Le PASOK et le gouvernement s'affrontent au Parlement sur le fonds de relance grec de 36 milliards d'euros
Le chef de l'opposition, Nikos Androulakis, a qualifié le gouvernement d'« amateurs et incompétents » pour sa gestion du programme financé par l'UE, tandis que le vice-ministre Nikos Papathanasis a affirmé que 85 % des ressources étaient sécurisées et qu'aucun euro ne serait perdu.
Échange parlementaire houleux
Le 3 juillet, le Parlement grec a débattu de la mise en œuvre de la Facilité pour la reprise et la résilience, le PASOK-KINAL ayant soumis une question d'actualité. La séance s'est rapidement transformée en une confrontation virulente entre la principale opposition et le gouvernement.
Vous êtes des amateurs et aussi des incompétents.
Le président du PASOK, Nikos Androulakis, a accusé le gouvernement de ne pas utiliser le fonds de 36 milliards d'euros pour transformer l'économie et améliorer la vie des citoyens. Il a affirmé qu'il n'y avait pas de stratégie cohérente, seulement des listes de projets constamment révisées, et aucune consultation avec les autorités locales ou les chambres de commerce.
Accusations de mauvaise gestion
Androulakis a soutenu que le gouvernement avait révisé le plan national « Grèce 2.0 » à quatre reprises, bien qu'il ait auparavant rejeté ses appels à une révision comme étant populistes. Il a allégué que les attributions directes et les appels d'offres truqués étaient généralisés, et que les petites et moyennes entreprises étaient exclues des bénéfices.
Après le changement politique, nous vérifierons où est allé chaque dernier euro et quelles personnes rusées ont profité aux dépens de la société.

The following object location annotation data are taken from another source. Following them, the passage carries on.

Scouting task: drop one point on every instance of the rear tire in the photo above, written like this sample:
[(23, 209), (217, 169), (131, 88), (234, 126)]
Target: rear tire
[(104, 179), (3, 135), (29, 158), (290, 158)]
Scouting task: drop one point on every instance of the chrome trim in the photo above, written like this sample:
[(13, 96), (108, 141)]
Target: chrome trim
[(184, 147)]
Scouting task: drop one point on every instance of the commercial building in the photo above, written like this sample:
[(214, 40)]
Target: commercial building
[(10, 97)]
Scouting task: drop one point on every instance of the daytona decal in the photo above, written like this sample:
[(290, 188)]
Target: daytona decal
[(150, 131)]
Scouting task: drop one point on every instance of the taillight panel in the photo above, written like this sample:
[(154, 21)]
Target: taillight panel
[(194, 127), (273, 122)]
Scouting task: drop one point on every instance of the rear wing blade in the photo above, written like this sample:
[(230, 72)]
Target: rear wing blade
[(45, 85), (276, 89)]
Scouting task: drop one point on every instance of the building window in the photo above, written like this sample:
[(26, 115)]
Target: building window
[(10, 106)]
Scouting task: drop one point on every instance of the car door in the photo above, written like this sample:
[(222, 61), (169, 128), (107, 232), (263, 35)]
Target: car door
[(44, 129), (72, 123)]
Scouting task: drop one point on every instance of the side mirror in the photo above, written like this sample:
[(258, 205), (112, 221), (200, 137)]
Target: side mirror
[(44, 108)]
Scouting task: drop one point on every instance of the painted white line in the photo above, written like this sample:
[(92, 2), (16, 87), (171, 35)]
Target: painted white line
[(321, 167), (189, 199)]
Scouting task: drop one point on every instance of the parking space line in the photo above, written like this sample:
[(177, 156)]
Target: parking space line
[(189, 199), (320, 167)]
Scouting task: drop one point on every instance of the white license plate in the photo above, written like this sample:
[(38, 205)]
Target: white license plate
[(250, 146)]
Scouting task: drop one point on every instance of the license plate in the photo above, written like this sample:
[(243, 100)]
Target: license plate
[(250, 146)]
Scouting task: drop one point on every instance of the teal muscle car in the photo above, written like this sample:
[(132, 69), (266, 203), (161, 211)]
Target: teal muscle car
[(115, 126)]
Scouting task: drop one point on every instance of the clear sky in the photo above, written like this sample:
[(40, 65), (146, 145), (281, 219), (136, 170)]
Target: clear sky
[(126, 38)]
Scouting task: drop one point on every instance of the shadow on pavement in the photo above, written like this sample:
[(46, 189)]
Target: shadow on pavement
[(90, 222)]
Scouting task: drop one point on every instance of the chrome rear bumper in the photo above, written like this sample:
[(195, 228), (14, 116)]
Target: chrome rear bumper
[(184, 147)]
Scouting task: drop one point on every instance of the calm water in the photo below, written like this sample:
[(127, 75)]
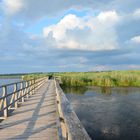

Le député du PASOK, Pavlos Geroulanos, a présenté une étude de 130 pages affirmant que les deux tiers des mesures étaient désormais en dehors des plans initiaux, avec des baisses de qualité et des projets retirés du fonds. Il a déclaré que le gouvernement n'avait pas atteint ses propres objectifs fixés dans « Grèce 2.0 ».
Réponse du gouvernement
Le vice-ministre de l'Économie nationale et des Finances, Nikos Papathanasis, a rejeté les critiques, affirmant que les données du PASOK étaient obsolètes et que la question de l'opposition semblait avoir été rédigée par une IA sans chiffres actualisés. Il a insisté sur le fait qu'aucun projet n'était annulé ; ceux retirés du Fonds de relance étaient transférés vers d'autres instruments de financement.
Le PASOK décrit un échec que les faits eux-mêmes ont démenti.
Papathanasis a souligné que la Grèce avait déjà reçu 24,6 milliards d'euros du fonds, avec une huitième demande de paiement pour 1,6 milliard d'euros supplémentaires, portant le total à 73 % du programme. Après la révision en cours, le pays percevrait 30,5 milliards d'euros, soit 85 % du budget total.
En chiffres
Le vice-ministre a fourni des chiffres détaillés : 256 jalons avaient été atteints (76 % du programme), 15,5 milliards d'euros de subventions avaient été injectés dans l'économie en cinq ans, et la composante prêt de 17,7 milliards d'euros soutenait des investissements d'une valeur de 46 milliards d'euros. Il a noté que 100 % des ressources de prêt avaient été absorbées et contractualisées avant la date limite.
- Budget total
- 36 mds €
- Reçu (juil. 2026)
- 24.6 mds €
- Après la 8e demande
- 26.2 mds €
- Objectif après révision
- 30.5 mds €
Papathanasis a également contredit l'affirmation selon laquelle les PME étaient marginalisées, soulignant que 60,4 % des 859 contrats de prêt concernaient des petites et moyennes entreprises, et que 15 700 entreprises avaient utilisé les programmes de prêt. De plus, 90 000 PME avaient reçu des subventions pour des outils numériques.
Enjeux politiques
Le débat a mis en lumière le profond fossé politique avant les prochaines élections. Androulakis a exigé une commission parlementaire spéciale pour auditer les dépenses du fonds après son achèvement, tandis que Papathanasis a accusé le PASOK d'« investir dans la peur » et de rivaliser avec le parti de gauche de l'ancien Premier ministre Alexis Tsipras pour un discours extrême. Le gouvernement a présenté sa vision comme « Grèce 2030 », avec davantage d'investissements et de meilleures infrastructures, contrastant avec ce qu'il a appelé la représentation « misérable » du pays par le PASOK.